Team movistar are currently nearing the south Portuguese coast. Here's their latest report

At 0830 this morning team movistar sent this report.

We are nearing the south Portuguese coast, and it looks like we have at
least saved the boat, as the wind has dropped now to an acceptable 15
knots. All yesterday we had sustained winds between 30-50 knots, with
massive waves where were pounding us side on. Not very pleasant,
especially when you don’t know if the remaining structure would stay in
one piece.

A very busy day on the phone, backwards and forwards with the shore team
and the race-management. We finally have decided the first port of call is
Portimao at the south tip of Portugal, so that the experts can have a
first look at the damage . From there several options are open. Stick the
boat on a truck, and drive it to the nearest big port for shipping it to
Cape Town. Or do the repairs locally, what will mean flying in a big
building team, and with the danger not making it in time to Cape Town.

Of course we have been following the results of the other boats. It seems
like that the Farr boats are doing just fine. Our feeling was always that
if we could hang on to the ABN boas in big breeze, we would be able to
sail past them in the medium-light conditions. As you can see already now
having a spinnaker pole is nice, you can run more efficient. Brasil 1 and
Ericsson have gained lots of miles. All our testing showed that clearly
and we have never understood why the ABN boats have gone without them.
Also the Pirates have dropped off their pole, maybe a bit desperate, to
try to find last minute a miracle performance gainer. They will have a
hard time to keep up with the others in spinnaker pole conditions.

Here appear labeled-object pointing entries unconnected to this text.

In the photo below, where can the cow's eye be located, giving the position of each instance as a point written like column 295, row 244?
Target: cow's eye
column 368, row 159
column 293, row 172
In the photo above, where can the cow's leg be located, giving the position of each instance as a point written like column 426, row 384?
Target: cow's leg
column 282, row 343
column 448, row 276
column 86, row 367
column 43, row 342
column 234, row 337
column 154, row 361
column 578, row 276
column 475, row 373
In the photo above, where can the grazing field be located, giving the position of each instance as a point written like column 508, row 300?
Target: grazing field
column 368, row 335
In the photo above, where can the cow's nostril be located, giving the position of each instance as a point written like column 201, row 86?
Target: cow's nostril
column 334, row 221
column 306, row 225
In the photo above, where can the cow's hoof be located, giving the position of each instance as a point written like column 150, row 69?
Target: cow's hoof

Well so much for that, we are the big losers of this leg, the others will
laugh their heads off. The boat with the most miles has gone to port. I am
not the happiest person right now, scratching my head, why this could have
happened after all these miles. Have we been pushing to hard? Yes of
course we were pushing hard, but we have done that before. We were fully
under control, sail changes in time and just sailing faster than the
others, because we knew the limits of this boat and ourselves.